Duncan High School junior Conlan Jensen has no intention of farming or ranching. He wants to go into the fire service, but he found himself taking another one of Kayla Presley's agriculture classes again this year, the third one.
"There's something about her class and the way she teaches that you just don't get with any other teacher," Jensen said. "She makes everything interesting and intriguing even if you don't plan to make it your career."
More importantly, Jensen said, he has learned important life lessons from Presley.
"She has always emphasized that you need to go into all aspects of your life with a positive attitude and if you do you're going to get a lesson that you otherwise might not have gotten," Jensen said.
Duncan Unified Schools Superintendent Eldon Merrell hired Presley five years ago knowing exactly what he was getting. The 29-year-old graduated from Duncan High School in 2010.
"She was always a hard worker and she's that way as a teacher, she works hard," Merrell said. "She pushes the kids, she pushes herself and she doesn't accept second rate effort. She only accepts your best effort and the kids respond to that."
Presley attended Central Arizona College before transferring to the University of Arizona and then, ultimately Western New Mexico University. She had planned to go into the U.S. Forest Service, but ended up pushing her career off a bit when she had her son, Cooper. When he was six months old, her aunt called to let her know the ag teacher position was open at Duncan High School and asked her if she'd be interested.
"When I graduated high school, I had a lot of people telling me like 'You should do this, you should be an ag teacher' and it was never something that I really put a lot of thought into. I always said, 'Oh, maybe down the road' that's something I'd look at," Presley said. "So when they asked me, I was kind of excited, but I was really scared. I don't know that I'm qualified for that. I didn't go to school to be a teacher. And they're like, 'Oh, we can get you certified.'"
Now five years later and Presley can't imagine doing anything else.
"Agriculture education is really special and you get to do so much to help the kids. It's not like English or math, where the kids have to be there," Presley said. "My kids really want to be in ag class so you get this really unique perspective. You get to see the best in the kids. They are so into it; they just are so excited to be in class."
It also helps that she's a hometown girl.
"My favorite part of the job is helping the kids and interacting with the kids. At first it was kind of weird. There's really an interesting kind of dynamic that happens when you are like the hometown girl teacher," Presley said. "You know the kids, the parents, their cousins and brothers and sisters, and you have something that you can relate yourself to them. So it makes the kids more comfortable being in your class and more comfortable to be able to share things, more comfortable to be able to work with you. It's a really neat type of perspective that you get."
Being able to relate on that level gives her the ability to challenge her students, too, Presley said. She often finds herself helping kids write their resume, fill out scholarship applications and college applications.
"I was the first one to get a bachelor's degree in my family and nobody knew what direction to point us in. I remember feeling so overwhelmed, so part of my job is to help them, but a lot of it is me just making sure these kids aren't feeling overwhelmed so that if they go to a semester of college they don't feel so overwhelmed that they're just going to give up because they don't feel comfortable and they don't know what they're doing," Presley said.
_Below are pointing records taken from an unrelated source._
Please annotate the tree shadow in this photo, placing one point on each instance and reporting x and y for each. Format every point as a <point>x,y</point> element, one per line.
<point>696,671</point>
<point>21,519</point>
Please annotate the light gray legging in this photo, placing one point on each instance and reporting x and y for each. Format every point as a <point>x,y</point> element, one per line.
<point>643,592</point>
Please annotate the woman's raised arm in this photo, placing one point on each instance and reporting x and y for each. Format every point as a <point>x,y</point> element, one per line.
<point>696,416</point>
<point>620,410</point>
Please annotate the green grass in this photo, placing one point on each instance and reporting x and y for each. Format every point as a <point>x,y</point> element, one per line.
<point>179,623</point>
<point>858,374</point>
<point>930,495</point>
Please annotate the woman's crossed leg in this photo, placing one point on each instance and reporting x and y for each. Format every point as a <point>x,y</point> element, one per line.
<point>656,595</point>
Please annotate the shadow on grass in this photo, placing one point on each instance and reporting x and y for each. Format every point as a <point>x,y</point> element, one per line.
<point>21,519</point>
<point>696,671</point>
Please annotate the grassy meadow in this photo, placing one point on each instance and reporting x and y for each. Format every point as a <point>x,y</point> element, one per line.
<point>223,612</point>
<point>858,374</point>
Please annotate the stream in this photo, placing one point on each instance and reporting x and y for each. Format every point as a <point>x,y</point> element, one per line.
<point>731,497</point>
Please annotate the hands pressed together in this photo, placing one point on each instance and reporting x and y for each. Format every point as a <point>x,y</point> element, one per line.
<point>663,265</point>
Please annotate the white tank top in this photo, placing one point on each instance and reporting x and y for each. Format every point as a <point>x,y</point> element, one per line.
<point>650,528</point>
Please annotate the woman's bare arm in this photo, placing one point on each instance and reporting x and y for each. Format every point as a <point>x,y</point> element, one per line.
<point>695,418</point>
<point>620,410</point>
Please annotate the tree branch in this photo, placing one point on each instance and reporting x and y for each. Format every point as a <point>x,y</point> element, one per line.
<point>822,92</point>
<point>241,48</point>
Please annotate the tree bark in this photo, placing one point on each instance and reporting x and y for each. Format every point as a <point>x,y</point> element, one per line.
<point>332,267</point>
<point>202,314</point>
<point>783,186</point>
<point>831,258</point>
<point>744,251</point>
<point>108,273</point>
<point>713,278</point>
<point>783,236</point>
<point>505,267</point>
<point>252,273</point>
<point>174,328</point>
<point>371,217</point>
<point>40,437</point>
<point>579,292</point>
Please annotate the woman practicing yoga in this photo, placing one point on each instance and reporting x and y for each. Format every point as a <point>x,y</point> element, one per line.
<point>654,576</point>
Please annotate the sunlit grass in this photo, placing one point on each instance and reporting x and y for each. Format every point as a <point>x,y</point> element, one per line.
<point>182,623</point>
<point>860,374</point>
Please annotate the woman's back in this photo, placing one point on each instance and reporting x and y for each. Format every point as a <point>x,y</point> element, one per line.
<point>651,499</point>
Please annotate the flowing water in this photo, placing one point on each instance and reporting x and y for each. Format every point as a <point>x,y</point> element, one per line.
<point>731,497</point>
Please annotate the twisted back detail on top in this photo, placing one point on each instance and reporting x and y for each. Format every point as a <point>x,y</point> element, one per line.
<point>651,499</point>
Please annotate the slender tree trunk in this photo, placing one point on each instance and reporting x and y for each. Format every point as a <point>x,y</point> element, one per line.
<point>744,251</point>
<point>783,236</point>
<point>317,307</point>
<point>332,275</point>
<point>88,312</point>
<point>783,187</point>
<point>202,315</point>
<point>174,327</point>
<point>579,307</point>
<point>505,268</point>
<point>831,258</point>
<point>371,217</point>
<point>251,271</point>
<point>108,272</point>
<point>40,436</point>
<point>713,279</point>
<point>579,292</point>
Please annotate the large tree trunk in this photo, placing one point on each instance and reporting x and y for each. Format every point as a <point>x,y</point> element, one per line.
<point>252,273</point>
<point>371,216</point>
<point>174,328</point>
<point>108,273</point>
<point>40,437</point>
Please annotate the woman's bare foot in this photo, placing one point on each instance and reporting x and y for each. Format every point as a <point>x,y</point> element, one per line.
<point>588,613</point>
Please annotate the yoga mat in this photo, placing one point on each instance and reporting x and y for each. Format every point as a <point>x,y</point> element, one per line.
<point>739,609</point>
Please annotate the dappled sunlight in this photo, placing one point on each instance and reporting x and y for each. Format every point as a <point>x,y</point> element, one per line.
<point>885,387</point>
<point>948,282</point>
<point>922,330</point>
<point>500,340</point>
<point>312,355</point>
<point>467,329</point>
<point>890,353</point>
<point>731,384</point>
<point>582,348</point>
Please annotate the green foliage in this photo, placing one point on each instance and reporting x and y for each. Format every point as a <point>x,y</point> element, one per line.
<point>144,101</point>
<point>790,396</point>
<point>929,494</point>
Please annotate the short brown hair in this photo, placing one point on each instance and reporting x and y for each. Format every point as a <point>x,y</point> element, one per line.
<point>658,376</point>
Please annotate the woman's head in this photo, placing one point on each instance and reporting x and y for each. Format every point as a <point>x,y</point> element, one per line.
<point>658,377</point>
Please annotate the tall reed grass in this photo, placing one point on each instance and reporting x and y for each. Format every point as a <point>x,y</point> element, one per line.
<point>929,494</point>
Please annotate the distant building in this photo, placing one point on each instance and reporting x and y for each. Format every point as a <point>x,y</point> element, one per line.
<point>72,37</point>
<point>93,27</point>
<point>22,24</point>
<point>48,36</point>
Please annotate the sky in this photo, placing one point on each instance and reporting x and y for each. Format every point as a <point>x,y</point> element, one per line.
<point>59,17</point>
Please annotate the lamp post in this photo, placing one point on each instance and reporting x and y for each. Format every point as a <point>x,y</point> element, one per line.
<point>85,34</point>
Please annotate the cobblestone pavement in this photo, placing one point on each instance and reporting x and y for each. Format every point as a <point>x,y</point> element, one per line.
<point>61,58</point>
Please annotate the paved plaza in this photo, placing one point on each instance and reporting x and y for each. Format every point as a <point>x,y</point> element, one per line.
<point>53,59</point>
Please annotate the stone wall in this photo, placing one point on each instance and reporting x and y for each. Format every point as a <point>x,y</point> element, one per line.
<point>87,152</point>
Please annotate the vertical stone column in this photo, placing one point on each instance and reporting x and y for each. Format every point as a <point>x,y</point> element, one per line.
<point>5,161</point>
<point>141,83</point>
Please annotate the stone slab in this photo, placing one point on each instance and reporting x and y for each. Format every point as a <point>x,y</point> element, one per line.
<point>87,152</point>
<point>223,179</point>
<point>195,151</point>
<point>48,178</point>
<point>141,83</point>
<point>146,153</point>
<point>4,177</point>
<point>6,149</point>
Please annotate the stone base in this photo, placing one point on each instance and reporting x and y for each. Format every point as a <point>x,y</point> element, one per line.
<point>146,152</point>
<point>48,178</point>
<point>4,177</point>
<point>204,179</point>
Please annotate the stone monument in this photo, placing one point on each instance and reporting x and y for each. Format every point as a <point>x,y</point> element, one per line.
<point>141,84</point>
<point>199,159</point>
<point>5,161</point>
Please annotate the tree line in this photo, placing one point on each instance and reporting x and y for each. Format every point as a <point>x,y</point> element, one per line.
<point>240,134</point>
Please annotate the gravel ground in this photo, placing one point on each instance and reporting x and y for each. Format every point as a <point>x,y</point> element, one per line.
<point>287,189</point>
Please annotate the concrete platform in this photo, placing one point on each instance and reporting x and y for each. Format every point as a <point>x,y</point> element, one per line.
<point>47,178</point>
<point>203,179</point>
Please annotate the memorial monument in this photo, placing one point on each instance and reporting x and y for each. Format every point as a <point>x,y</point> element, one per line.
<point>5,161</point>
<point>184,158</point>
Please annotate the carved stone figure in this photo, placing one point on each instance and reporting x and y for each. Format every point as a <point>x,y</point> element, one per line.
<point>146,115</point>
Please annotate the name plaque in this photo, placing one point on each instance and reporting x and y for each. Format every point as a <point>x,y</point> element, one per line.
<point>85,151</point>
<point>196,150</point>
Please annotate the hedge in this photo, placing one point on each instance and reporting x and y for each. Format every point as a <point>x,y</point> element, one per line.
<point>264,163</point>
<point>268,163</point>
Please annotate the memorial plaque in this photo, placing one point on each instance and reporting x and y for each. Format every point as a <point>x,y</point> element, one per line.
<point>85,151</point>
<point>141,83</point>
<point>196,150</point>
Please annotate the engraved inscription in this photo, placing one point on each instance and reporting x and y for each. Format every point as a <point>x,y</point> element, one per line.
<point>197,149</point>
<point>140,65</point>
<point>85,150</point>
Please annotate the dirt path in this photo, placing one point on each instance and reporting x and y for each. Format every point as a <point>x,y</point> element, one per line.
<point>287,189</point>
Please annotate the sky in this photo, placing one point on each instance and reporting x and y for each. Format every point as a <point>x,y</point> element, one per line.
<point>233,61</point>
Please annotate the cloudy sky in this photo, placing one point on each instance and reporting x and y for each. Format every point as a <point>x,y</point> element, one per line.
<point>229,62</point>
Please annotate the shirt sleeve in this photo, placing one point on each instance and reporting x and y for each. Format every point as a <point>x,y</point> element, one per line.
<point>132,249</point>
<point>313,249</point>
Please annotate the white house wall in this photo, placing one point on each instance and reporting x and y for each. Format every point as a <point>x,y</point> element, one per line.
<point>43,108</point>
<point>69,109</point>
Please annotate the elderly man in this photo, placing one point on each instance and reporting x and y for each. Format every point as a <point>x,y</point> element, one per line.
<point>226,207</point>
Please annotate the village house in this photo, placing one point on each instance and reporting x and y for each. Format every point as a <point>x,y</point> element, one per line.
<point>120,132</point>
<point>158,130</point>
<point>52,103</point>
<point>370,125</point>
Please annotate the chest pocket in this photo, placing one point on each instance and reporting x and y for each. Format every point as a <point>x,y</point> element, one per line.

Like with any job, Presley said some days are harder than others, but for her, the good days far outweigh the bad.
She remembers helping one special needs child make a sprinkler using PVC pipe, glue and copper wires.
"He was putting the last piece on and he stopped and I said, 'What's wrong?' and he said, 'Hold on just a minute." He's just sitting there and I was kind of confused. And he says, 'I just want to take this in. This is the best thing I've done in high school,'" Presley said. "I just wanted to cry because you know, those successes, like it seems so small to me just to put that last piece on and let's go. But he just wanted to sit there for a minute because that was the the most awesome thing that he felt he had done in high school. And those are the days that are like, 'Oh, my gosh, I love what I do.'"
There are only a couple of teachers left at Duncan High that were there when she graduated, Presley said. That makes her sad because she'd like to apologize to a couple of her former teachers.
"You think they just come to class and they grade papers and they make copies, but there's so much more about being a teacher that as a student I didn't realize," Presley said. "I never realized how much work it was to be a teacher, but I can't imagine another life for myself now. I never would have imagined where I would be today. It's just been a wild ride."